Un café à flanc de colline. En face le soleil tombe sur les bâtiments tous dans les tons entre blanc et terre, ciment et pierre, poussière et crepis. Rien n'est "joli", a part les mosquées (et pas toujours). Les maisons font rarement plus de trois-quatre étage. Ne depassent que les minarets, presque aussi nombreux que les pins (ou cyprès ?). Le relief sauve Amman et la rend plus douce. Ville de collines, ville d'escaliers. Ils traversent abrupts les pentes que les routes doivent prendre en lacet. J'aime - au moins de loin - la simplicite des habitations-cubes qui ne font rien d'autre que ce qu'elles ont à faire. Le terrain très accidenté donne une tournure anarchique à l'assemblage des barraques, les fenêtres et les façades partent dans tous les sens, s'ignorent ostensiblement les unes les autres. La colline est une foule.


Rues aux trottoirs inexistants ou les chats se partagent les poubelles, parkings en béton brut qui defigurent de leur hauteur tout un quartier, bâtiments laissés a l'état de squelette par leur proprietaires ruinés (ou subitement enrichis). Et les toits.
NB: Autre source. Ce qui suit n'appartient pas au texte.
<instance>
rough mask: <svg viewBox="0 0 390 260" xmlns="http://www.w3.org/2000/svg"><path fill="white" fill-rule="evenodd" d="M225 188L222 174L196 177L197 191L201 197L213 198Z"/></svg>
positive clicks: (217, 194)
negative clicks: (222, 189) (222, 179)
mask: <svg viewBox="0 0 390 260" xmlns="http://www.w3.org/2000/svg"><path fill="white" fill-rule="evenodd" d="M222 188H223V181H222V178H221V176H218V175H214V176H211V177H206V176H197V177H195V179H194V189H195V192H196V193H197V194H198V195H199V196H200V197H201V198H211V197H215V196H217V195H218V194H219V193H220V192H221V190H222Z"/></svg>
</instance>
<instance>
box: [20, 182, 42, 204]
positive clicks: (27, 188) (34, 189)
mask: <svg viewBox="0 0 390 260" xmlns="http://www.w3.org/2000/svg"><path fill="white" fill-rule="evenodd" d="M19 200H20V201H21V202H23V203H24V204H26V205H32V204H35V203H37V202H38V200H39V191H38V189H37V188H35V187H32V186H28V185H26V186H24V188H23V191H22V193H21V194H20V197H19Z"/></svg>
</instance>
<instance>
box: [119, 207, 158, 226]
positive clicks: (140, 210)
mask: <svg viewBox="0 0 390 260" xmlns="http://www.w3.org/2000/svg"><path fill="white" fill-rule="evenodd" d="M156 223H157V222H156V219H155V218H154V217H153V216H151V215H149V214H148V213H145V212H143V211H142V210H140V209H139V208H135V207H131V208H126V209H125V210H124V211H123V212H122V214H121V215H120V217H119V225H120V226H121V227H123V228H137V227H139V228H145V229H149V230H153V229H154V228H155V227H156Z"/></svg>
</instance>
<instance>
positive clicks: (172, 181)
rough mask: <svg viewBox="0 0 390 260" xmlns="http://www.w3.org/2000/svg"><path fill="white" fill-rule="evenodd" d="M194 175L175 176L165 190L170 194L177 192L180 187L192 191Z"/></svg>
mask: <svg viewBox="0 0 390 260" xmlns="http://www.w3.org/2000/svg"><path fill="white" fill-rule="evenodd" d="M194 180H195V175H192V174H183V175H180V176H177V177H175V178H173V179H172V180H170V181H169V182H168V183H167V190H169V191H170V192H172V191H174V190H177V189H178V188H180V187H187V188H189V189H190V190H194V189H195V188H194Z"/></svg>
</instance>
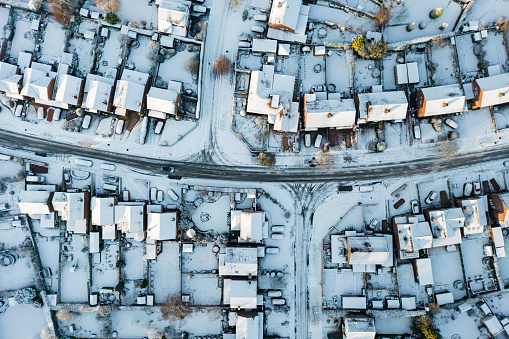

Dans une ville en pente on a souvent vue sur les toits. Des réservoirs d'eau rouillés, des climatisations daewoo, des antennes satellites, des reservoirs d'eau indestructibles en gros plastique noir, des gravats épars, une forêt de métal et de pierre mêlés où émerge parfois la tole ondulée ou le tissu parasol de ceux qui ont pensé à se faire une terrasse, et puis les dizaines de corde a linge pleines, même en hiver. Et même des minarets de métal, un long cylindre de métal et un chapeau pointu, peut-être bien fondus dans l'arrière cours par l'oncle Alfred. Des minarets privés un peu pourris à faire hurler de terreur un électeur suisse.




Ai pris mon après-midi pour monter à la citadelle. J'avais décidé de me perdre dans les rues un peu au hasard, mais mes pas m'y ont mené, l'appel de la vieille pierre peut-être.
Du temple romain il reste deux colonnes et un mur, de l'église byzantine du 6e siecle, assez pour imaginer la dispositon des lieux ; de la cité musulmane du 8e, assez pour y rêver tout haut. C'est confortable les vieilles pierres. La vanité de l'oeuvre humaine a un pouvoir apaisant. Elle renvoie notre responsabilité à ses limites.
Je laisse à l'appréciation du lecteur éclairé cette citation - lue à ce moment ou à peu près et notée dans mon carnet au milieu de ces pages  : "L'allégorie est au domaine de la pensée ce que les ruines sont aux choses" (Walter Benjamin).